Essere americani: antiamericanismo radical chic

Amare l’America…embeh? Che male c’è? Un americano che cosa dovrebbe fare? Dovrebbe forse fare come i surrealisti francesi che odiano tutto ciò che è francese? Come i comunisti tedeschi che odiano tutto ciò che è tedesco? Come i ricchi cosmopoliti di tutte le razze e di tutte le nazionalità, pronti a diventare cittadini dei loro paradisi fiscali? O dobbiamo giudicare una forma di rozzezza spaventosa e orripilante l’amore di un americano per l’America, per poi rivendicare la legittimità del nostro patriottismo? Forse perché l’America che noi vediamo è tutta dentro il range Steven Segal-Woody Allen e non è, invece, terra, vita, lingua, paesaggi, pensiero, arte: William Faulkner, Flannery O’Connor, Jack Keruac, Walt Withman, Thomas Stearns Eliot, Thomas Merton e, udite udite Ezra Pound?

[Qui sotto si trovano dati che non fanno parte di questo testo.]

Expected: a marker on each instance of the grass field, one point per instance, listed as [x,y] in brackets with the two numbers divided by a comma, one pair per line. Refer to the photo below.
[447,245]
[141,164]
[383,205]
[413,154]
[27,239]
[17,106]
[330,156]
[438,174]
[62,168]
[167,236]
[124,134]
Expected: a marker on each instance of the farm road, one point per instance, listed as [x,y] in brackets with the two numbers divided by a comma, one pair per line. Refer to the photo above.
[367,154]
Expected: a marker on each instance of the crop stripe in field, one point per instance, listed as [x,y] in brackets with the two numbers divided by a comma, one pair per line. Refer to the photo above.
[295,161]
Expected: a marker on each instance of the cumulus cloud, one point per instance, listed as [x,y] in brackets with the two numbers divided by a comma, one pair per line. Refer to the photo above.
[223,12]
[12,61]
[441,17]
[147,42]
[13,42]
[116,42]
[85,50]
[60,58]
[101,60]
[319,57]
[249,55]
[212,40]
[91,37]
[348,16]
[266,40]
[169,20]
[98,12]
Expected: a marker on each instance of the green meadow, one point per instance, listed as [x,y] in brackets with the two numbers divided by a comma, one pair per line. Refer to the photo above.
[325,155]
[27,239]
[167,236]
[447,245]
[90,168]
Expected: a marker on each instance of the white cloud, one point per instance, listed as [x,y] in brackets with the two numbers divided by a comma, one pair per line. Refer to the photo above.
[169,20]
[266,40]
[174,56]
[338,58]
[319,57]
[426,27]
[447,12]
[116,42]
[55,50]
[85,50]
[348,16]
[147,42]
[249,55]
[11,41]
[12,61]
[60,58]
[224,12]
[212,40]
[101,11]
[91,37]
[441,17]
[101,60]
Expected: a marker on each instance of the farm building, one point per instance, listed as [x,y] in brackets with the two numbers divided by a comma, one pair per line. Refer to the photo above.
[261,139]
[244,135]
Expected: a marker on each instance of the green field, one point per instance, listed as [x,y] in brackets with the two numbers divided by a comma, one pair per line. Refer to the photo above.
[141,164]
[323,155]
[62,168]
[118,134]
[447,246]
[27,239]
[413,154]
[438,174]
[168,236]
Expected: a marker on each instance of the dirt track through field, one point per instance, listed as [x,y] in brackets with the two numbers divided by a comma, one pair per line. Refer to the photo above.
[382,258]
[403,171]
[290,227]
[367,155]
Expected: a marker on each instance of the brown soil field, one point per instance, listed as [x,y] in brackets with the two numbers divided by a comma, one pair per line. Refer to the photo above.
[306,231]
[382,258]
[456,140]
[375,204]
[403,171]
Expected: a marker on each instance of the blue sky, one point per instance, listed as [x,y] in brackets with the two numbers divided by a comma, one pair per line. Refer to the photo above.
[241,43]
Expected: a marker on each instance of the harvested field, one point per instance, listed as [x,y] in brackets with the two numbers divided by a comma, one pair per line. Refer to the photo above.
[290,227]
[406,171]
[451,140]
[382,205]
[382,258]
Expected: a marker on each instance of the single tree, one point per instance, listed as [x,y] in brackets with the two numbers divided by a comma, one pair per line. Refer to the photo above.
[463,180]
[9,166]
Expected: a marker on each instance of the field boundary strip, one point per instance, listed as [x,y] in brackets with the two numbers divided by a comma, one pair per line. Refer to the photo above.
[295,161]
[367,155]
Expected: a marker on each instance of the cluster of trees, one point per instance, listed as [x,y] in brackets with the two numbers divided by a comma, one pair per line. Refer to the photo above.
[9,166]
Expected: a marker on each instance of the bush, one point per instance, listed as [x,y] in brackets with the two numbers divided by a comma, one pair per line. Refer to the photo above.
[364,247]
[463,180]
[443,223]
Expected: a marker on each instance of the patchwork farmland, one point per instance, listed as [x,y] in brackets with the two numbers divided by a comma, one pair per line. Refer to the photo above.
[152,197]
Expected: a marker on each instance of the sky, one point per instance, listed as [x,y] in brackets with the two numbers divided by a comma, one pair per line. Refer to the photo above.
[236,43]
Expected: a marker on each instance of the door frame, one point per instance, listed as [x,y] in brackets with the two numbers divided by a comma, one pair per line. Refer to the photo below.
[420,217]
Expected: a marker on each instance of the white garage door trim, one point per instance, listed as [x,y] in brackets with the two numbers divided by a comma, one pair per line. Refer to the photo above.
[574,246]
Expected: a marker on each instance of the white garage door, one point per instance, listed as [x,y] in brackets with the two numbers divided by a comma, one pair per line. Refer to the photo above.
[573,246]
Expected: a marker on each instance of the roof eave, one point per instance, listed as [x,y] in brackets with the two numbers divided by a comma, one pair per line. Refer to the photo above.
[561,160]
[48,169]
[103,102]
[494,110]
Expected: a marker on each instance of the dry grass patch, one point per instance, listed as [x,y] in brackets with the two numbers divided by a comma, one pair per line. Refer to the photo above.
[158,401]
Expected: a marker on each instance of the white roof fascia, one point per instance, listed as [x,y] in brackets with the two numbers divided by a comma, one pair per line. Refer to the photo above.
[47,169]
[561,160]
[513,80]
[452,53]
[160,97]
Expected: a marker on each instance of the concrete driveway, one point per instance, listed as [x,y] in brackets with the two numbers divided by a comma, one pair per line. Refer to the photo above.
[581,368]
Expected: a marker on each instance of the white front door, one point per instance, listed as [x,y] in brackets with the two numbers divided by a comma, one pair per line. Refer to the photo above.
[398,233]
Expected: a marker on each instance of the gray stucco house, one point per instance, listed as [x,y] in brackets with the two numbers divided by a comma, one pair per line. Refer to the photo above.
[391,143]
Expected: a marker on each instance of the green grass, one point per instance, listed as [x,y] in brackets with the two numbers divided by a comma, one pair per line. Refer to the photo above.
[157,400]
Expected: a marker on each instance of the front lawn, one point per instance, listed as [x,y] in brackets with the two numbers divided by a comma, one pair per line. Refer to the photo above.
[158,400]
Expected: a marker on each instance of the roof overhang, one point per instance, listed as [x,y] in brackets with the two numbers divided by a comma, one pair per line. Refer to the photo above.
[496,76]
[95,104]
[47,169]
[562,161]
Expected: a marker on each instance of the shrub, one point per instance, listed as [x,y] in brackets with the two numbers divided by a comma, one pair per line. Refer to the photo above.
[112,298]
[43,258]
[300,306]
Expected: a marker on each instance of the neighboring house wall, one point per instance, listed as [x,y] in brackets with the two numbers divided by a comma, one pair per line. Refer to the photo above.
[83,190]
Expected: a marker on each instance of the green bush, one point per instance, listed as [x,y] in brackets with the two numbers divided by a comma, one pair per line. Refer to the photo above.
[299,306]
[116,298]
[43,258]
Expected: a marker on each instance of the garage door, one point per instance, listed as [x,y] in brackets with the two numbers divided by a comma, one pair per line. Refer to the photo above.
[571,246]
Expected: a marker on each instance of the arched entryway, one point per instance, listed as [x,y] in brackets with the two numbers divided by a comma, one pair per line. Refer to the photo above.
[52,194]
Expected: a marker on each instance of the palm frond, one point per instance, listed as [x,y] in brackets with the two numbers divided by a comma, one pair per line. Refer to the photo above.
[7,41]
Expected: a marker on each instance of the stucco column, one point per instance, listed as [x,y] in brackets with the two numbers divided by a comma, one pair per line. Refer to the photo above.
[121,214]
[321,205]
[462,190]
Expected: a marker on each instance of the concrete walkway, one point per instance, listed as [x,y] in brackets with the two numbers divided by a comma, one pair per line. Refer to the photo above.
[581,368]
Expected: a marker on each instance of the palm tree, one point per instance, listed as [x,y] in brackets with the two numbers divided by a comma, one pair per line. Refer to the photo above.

Insomma, sarebbe ora di emanciparsi da quello sterile antiamericanismo snob che rivendica Il male americano o Il nemico principale come letture aristocratiche che avrebbero illuminato ciò che nessuno avrebbe capito, che cioè  gli USA sono una potenza imperialista da combattere sempre e comunque. Il ruolo deleterio dell’imperialismo statunitense è sotto gli occhi di tutti coloro che nel corso del Ventesimo secolo lo hanno subito. Ma un conto è ciò che gli USA fanno nei riguardi dei Paesi che ritengono sottomessi e inferiori, un conto è l’orribile e violenta ipocrisia di dominio della dottrina Monroe, contro cui è lecito scagliarsi con tutte le forze, altro conto è ciò che l’America è: una nazione, ciò una forma di vita che esprime l’infinita ricchezza dell’umano e che è un crimine perdere. Perché delle due l’una: o riteniamo l’ordinamento pluralistico del mondo come una ricchezza, oppure lo consideriamo un flagello. Nell’un caso siamo nazionalisti, nell’altro imperialisti. E se da imperialisti lottiamo contro l’imperialismo americano solo in nome di un altro utopico, più giusto, più santo imperialismo siamo ipocriti e puritani mascherati. Se in più  vediamo nelle più sincere manifestazioni popolari americane dei meeting di buzzurri, preferendo loro le criminali espressioni della canaglia antirazzista e politicamente corretta, che in tutto il mondo sono sempre le stesse, hanno sempre gli stessi simboli di morte, gli stessi insulsi slogan da servizio della CNN di terz’ordine … se va a loro la nostra preferenza, allora siamo noi i veri, autentici e più sinceri mondialisti…i più sinceri sostenitori dell’uomo a una dimensione, del regime orwelliano della fratellanza imposta, i più acritici fautori dell’avvento del kali yuga egualitario  e totalitario sulla Terra.

 

Vigliacchi di tutti i paesi, unitevi!!! Epifania della reazione.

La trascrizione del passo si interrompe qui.